Und wie war es jetzt möglich, in diesem Gewühl von Fremden einen einzelnen Menschen wieder ausfindig zu machen, der weiter nichts zu thun brauchte, als sich einen anderen Rock zu kaufen, die blaue Brille abzulegen, den schwarzen Schnurrbart zu rasiren, um aufs neue völlig unkenntlich zu sein; und daß er derartige Vorsicht nicht versäumen würde, darüber durfte er kaum in Zweifel sein.
Das Einzige, was ihn noch einigermaßen beruhigte, war, daß sie wenigstens die Dame unter sicherer Aufsicht hatten; denn es schien nicht wahrscheinlich, daß sich der Flüchtling so leicht und für immer von dem schönen, verführerischen Wesen getrennt haben sollte, nur um sich selber in Sicherheit zu bringen. In irgend einer Verbindung mit ihr blieb er gewiß, oder suchte eine solche auf eine oder die andere Art wieder anzuknüpfen, und wenn dann Mr. Burton nur einigermaßen seine Schuldigkeit that, so lief er ihnen schon dadurch wieder ins Netz.
Allerdings hätte Kornik die Dame schon recht gut in dieser Nacht entführen können – es wäre das eben so leicht gewesen als allein zu entfliehen, aber er mußte auch wissen, daß er den Verfolger dann dicht auf den Hacken gehabt hätte und so leicht er jetzt hoffen konnte, ihn über die Richtung zu täuschen, die er genommen, so ganz unmöglich wäre das in der Begleitung seiner Frau gewesen, die seine Bewegung nicht allein hemmte, sondern auch eine viel breitere und leichter erkennbare Spur hinterließ. Schon mit all dem Gepäck wäre er nicht von der Stelle gekommen.
Das alles aber machte es, je mehr er darüber nachdachte, nur soviel wahrscheinlicher, daß er Deutschland nicht schon verlassen habe. Nur aus dem Weg mußte er sich für kurze Zeit halten, und wo konnte er das besser thun, gerade in der Saison, als in irgend einem der zahllosen Seitenthäler des Rheins oder der benachbarten Gebirge, wo eine Unmasse von Fremden herüber und hinüber strömte, und ein einzelner Mann völlig unbeachtet in der Menge verschwand.

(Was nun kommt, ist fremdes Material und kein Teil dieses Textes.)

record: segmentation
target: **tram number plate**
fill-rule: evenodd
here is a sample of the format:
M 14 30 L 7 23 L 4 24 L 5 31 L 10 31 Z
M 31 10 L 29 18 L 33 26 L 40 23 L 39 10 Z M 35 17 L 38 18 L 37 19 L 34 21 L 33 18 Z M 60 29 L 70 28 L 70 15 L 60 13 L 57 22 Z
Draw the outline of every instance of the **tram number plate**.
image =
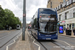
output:
M 50 40 L 51 38 L 46 38 L 46 40 Z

Aber trotzalledem gab Hamilton die Hoffnung nicht auf. Das gehetzte Wild hatte allerdings einen Vorsprung gewonnen, aber die Fährte war doch noch warm – es lag keine Nacht darauf und er selber war gerade der Mann dazu, ihr mit allem nur erdenkbaren Eifer zu folgen. Es stand ja auch nicht allein ein reicher Lohn auf dem Erfolg, nein, seine Ehre als Detective auf dem Spiel, den schon gehaltenen Verbrecher nicht wieder entschlüpfen zu lassen, und er gab sich selber das Wort, nicht Mühe nicht Kosten zu scheuen, um ihn wieder zurück zu bringen.

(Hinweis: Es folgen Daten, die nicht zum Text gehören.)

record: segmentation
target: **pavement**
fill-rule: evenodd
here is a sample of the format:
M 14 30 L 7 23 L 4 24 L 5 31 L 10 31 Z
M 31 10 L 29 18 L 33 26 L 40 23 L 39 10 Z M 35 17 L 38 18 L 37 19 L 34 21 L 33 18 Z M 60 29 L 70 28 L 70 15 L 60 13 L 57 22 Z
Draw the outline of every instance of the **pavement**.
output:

In Soden angekommen erkundigte er sich aber vergebens auf dem Bahnhof nach einem Herrn, der nur irgend zu seiner Beschreibung paßte. Es war freilich auch nicht wahrscheinlich, daß er sich dort gezeigt habe, denn nach Frankfurt würde er nicht so rasch zurückkehren, aber Hamilton wollte sich von jetzt an keine Vorwürfe mehr machen, auch nur das Geringste versäumt zu haben. Einquartirt hatte sich der Herr aber dort nicht, so viel lag außer Zweifel; mit dem Mustern der Gasthäuser brauchte er deshalb keine Zeit zu verlieren und das Wichtigste blieb, die Straßen zu untersuchen, die von hier aus in die Berge und besonders nach dem Rhein zu führten.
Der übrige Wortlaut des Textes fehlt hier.